La frangola (Rhamnus frangula) è una pianta della famiglia delle Rhamnaceae. Nota per la sua proprietà lassativa, è ottima per stimolare la peristalsi. Scopriamola meglio.

>  Proprietà della frangola

>  Modalità d'uso

>  Controindicazioni della frangola

>  Descrizione della pianta

>  L'habitat della frangola

>  Cenni storici

Frangola

 

Proprietà della frangola

La corteccia della frangola contiene glicosidi antrachinonici, che stimolano la peristalsi intestinale. Questi principi attivi sono poco assorbiti a livello dello stomaco e dell’intestino tenue; mentre nell’intestino crasso vengono metabolizzati diventando biologicamente attivi, grazie alla capacità della flora batterica di trasformarli in antroni, responsabili della proprietà lassativa della pianta. I glicosidi infatti manifestano la loro attività solo dopo che i batteri della nostra flora li hanno idrolizzati liberando gli agliconi e trasformando questi nella forma attiva, gli antroni.

Ciò spiega il periodo di tempo, che passa tra l’assunzione dell’estratto e il manifestarsi dell’azione purgativa, che può essere anche di 12-16 ore. 
Gli antrachinoni riducono anche il riassorbimento dell’acqua, del sodio, del cloro da parte della mucosa dell’intestino, permettendo una maggiore idratazione della massa fecale e quindi del volume e della morbidezza delle feci stesse.

Il principio attivo più importante della frangola è dato dalla frangulina, sostanza sovrana nella cura della stitichezza occasionale o cronica. A differenza di numerosi altri lassativi naturali o artificiali, la corteccia di frangola ha il dono di ridare il tono alle fibre muscolari dell’intestino, stimolando la peristalsi in modo dolce.

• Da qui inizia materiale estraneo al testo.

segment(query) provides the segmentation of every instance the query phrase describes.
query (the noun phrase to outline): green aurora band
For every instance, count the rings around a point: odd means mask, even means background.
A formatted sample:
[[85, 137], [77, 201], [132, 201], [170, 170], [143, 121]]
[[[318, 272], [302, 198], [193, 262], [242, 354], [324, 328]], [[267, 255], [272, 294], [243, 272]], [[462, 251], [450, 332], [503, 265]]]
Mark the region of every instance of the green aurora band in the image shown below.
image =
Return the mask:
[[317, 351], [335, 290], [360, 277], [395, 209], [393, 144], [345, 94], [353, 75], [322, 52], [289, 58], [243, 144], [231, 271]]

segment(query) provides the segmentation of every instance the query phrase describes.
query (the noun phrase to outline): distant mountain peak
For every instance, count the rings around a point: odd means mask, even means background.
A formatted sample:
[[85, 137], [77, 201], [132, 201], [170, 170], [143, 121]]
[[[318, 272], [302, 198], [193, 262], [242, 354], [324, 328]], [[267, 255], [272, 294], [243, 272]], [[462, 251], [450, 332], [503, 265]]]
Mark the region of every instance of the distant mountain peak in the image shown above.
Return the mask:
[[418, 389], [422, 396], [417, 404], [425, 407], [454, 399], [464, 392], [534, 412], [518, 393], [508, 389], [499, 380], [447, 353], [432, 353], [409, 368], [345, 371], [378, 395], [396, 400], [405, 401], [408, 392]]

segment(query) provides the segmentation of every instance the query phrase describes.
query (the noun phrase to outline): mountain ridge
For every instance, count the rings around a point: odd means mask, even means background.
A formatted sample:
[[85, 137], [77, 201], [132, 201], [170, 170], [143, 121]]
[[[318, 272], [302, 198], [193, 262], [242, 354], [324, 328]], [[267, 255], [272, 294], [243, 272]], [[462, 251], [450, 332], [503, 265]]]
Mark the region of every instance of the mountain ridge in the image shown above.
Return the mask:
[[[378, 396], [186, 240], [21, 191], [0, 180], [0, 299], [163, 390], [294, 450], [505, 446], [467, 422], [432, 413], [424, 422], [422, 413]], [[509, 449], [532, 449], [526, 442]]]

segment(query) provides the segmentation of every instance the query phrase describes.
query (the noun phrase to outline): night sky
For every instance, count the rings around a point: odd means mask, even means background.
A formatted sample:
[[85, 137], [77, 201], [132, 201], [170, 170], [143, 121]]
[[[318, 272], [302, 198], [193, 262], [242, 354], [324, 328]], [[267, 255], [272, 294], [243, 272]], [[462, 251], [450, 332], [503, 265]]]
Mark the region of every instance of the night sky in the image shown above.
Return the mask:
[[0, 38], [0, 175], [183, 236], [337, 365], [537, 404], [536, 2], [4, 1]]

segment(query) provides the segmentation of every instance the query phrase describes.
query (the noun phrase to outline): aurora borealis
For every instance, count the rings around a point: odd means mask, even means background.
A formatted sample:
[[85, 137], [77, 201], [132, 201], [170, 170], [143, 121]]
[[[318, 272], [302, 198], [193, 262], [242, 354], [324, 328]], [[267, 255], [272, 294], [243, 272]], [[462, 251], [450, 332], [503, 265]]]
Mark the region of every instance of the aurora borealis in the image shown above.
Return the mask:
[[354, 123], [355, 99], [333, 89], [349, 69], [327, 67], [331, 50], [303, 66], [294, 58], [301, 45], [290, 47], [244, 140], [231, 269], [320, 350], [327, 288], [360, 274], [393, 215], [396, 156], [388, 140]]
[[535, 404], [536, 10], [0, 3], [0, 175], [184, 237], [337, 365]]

Per questa ragione non è irritante, né crea assuefazione, quindi anche l’uso prolungato risulta essere meno dannoso di altri lassativi naturali. La frangola è indicata nei casi in cui le feci devono essere molli, in tutte quelle situazioni in cui il naturale processo fisiologico di evacuazione può essere reso particolarmente difficile e doloroso da vene ingrossate e infiammate nella zona dell'ano: in presenza di ragadi, di emorroidi e dopo interventi chirurgici rettali.

La sua assunzione è indicata anche a chi ha usato in precedenza lassativi molto forti e dai quali dipende l'inerzia intestinale (intestino pigro), nella cura della stitichezza cronica degli anziani, e quando e’ necessario avere feci molli e defecazione facile.

 

Modalità d'uso

USO INTERNO
DECOTTO: 1 cucchiaino raso di frangola radice, 1 tazza d’acqua 
Versare la radice sminuzzata nell’acqua fredda, accendere il fuoco e portare a ebollizione. Far bollire qualche minuto e spegnere il fuoco. Coprire e lasciare in infusione per 10 min. Filtrare l’infuso e berlo dopo il pasto serale per usufruire dell’azione lassativa.

 

Controindicazioni della frangola

Come per qualsiasi altro lassativo, se ne sconsiglia un uso prolungato, perché può provocare la sindrome da intestino pigro cioè assuefazione ai principi lassativi con conseguente incapacità di muovere le feci in assenza di stimolazione chimica esterna. In sovradosaggio causa diarrea con dolori addominali e perdita di liquidi e potassio.

È controindicata in gravidanza, nel bambino al disotto dei 12 anni di età, nell'allattamento, nella diverticolosi intestinale, in pazienti con occlusione o subocclusione intestinale, in pazienti affetti da fistole perianali.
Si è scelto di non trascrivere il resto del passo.